According to the new policy the government has set 15 different restrictions. Out of which 5 have already been finalized and implemented. Whereas the remaining 10 shall be implemented accordingly in a gradual manner. All with the sole purpose of broadening the tax base and increasing customer compliance.
Restrictions on Non-Filers
Listed below are the total 15 restrictions applied on the” non-filers” as per the new policy 2024-2025:
- Prohibition on Purchasing property
- Prohibition on Purchasing vehicles
- Prohibition on International Travel (non-filers cannot travel outside Pakistan)
- Prohibition on opening current accounts in banks
- Prohibition on investing in mutual funds
- Prohibition on applying for loans
- Restriction on Acquiring a Business License
- Prohibition on purchasing insurance policies
- Prohibition on Importing/Exporting Goods
Deadline to File Tax Returns For Non-Filers
The deadline for filing tax returns for this year is extended to 30 Oct 2024. After extending the deadline twice this year, the government has announced the final extension.
For all the citizens, registered under the FBR taxation mechanism, the Federal Government sets a period to file tax returns right after the budget announcement or at the start of each fiscal year, usually from June, till 30th September each year.

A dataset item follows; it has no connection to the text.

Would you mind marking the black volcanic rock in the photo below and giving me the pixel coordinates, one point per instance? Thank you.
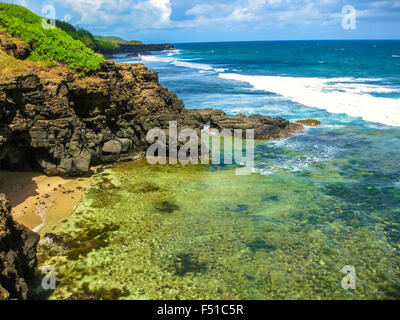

As for the year 2024, initially, the deadline was set at 30 September 2024, later it was changed to 14 Oct 2024, but as per the latest development, the Federal Government has revised the date, i.e., 30 Oct 2024, under the Income-tax Ordinance 2001 (Section 214A).
Implications of New Policy for Non-Filers
Non-filers might be subjected to higher fines and penalties for not submitting tax returns, creating a financial burden for non-compliance. Following shall be the implications of the restrictions imposed as per the new policy for nonfilers:
Higher Withholding Taxes
Non-filers may face higher rates of withholding tax on financial transactions such as bank withdrawals property transactions, and vehicle purchases.
Property Purchase Ban
Non-filers may be restricted from purchasing immovable property above a certain value, as seen in past policies where property transactions were limited to filers only.
Higher Utility Bills
Electricity and gas utility bills may come with additional surcharges for non-filers, penalizing them for not filing taxes. They may also be restricted from accessing government subsidies such as fuel and energy subsidies.
Restriction on Bank Account Opening & Loans
Banks may not offer loans, including housing and business loans, to non-filers. Also, non-filer tax on ban transactions involves a rise in withholding tax on cash withdrawals from the banks by non-filers from 0.6% to 0.9%. They may also face hurdles when opening new bank accounts.
Travel Restrictions
International travel may be made difficult for non-filers, with additional taxes on air tickets or limitations on issuing passports or visas.
Higher Vehicle Registration Fees
Non-filers may face higher vehicle registration fees, making it more expensive for them to register cars motorcycles, or other vehicles.
Increased Capital Gains Tax
Non-filers may be subject to higher tax on property as capital gains tax on the sale of property in societies such as Capital Smart City or any other, investments, reducing their net returns.
Limit on Cash Transactions
Policies may limit cash transactions for non-filers, requiring them to engage in more traceable digital or banking transactions, thus increasing scrutiny.
Restricted Business Licenses & Stock Investments
Non-filers may not get or renew business licenses. That shall force them to become filers to operate legally. They may also face certain limitations when investing in stocks, bonds, or mutual funds.
Wrap Up!
Pakistan’s overall tax base and the ultimate revenue generation have remained low for years. Multiple successive governments have strived against the non-filers and to increase the tax base and the resulting revenue. However, the efforts have remained insufficient to bring all under the tax net. The current restrictions, centrally meant to diminish the “non-filer” label can prove to be fruitful if implemented correctly.